Jack shrugged. ‘Just really good friends, I think.’
‘Like us.’
‘Not quite,’ he said and nibbled her ear.
She slapped him away gently. ‘People will see.’
‘Do you care?’
‘No. But none of that when we see Hélène. I don’t want to rub her nose in it.’
‘I’m sure your sister will have long got over any attachment she had to me.’
‘It’s only just over two years, Jack.’
He raised his brows. ‘Come on.’
‘You don’t know Hélène.’
‘Will Élise and her daughter be there?’
‘Yes, by now I think they will be. Hélène said they would be following on after her.’ But Florence wasn’t just worrying about seeing her eldest sister, she was also utterly terrified her mother might die before they reached her. Might even have died already.
‘Okay,’ Jack said, ‘looks like we’re disembarking now.’
Gerry had helpfully arranged a driver to take the three of them and their luggage to the Cotswolds and he had booked them rooms at a hotel in Stanton, all in the few days before they’d departed Malta. He himself was heading for London.
The journey seemed to take forever and as the car swept into Stanton, Florence recalled her previous visit. Each house and cottage constructed of golden ochre stone flanking the quaint high street, some of the buildings grand, others less so. Of course, it was much colder now, and the wind was icy.
‘The entire place looks as if it has been left behind in the past,’ Rosalie said. ‘A bit like Mdina in that way.’
‘That’s what I thought too.’
Florence glanced at her aunt, whose thin, beautiful face was giving nothing away but, just like Claudette when she was feeling anxious, Rosalie’s hands were twisting in her lap.

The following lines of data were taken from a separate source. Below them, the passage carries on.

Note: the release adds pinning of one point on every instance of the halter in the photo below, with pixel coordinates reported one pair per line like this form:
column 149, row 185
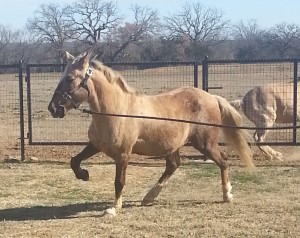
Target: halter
column 83, row 84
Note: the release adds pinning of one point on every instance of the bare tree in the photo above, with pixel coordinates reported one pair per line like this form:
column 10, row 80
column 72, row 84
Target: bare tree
column 248, row 40
column 144, row 25
column 202, row 27
column 283, row 40
column 92, row 19
column 50, row 25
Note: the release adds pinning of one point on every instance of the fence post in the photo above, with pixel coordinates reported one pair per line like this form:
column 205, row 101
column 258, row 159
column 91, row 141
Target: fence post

‘There it is,’ Florence said and burst into tears when she saw a tiny girl with long dark wavy hair standingwaiting patiently behind the gate. Her heart caught and she couldn’t speak. Jack, who was sitting in the front, turned round and squeezed her hand.
‘She looks just like Élise,’ he said.
Even through her tears Florence could not stop smiling. ‘Oh my God, let me out. This is it.’
The car came to a halt and Florence leapt out and raced over to the cottage. With eyes the colour of cognac, the little girl gazed up at her aunt. The lump in Florence’s throat was back.
‘Hello darling,’ she managed to say. ‘I’m your Auntie Florence.’
‘J’ai deux ans,’ the little girl announced.
‘English please, Victoria,’ a voice said, and then her sister Élise ran from the door to the gate, swooped the child up and, with her daughter held in one arm, she hugged Florence with the other.
‘Maman!’ Victoria shouted. ‘No squeeze me!’
‘Sorry, darling,’ Élise said and put her down and her eyes were wet with tears.
Florence felt so moved she was struggling for breath. ‘I … never thought this day would come.’
They gazed at each other without speaking. At first sight Élise looked just the same, except that her long dark hair was shoulder-length now, and she wasn’t wearing her usual wide-legged trousers, jumper, and lace-up boots. The orange dress she wore complemented her eyes, the exact same colour as her daughter’s, and when she smiled they lit up and her face looked softer than it ever had before.
Motherhood suits her, Florence thought and smiled back. ‘But here we are,’ she added. ‘Here we bloody well are.’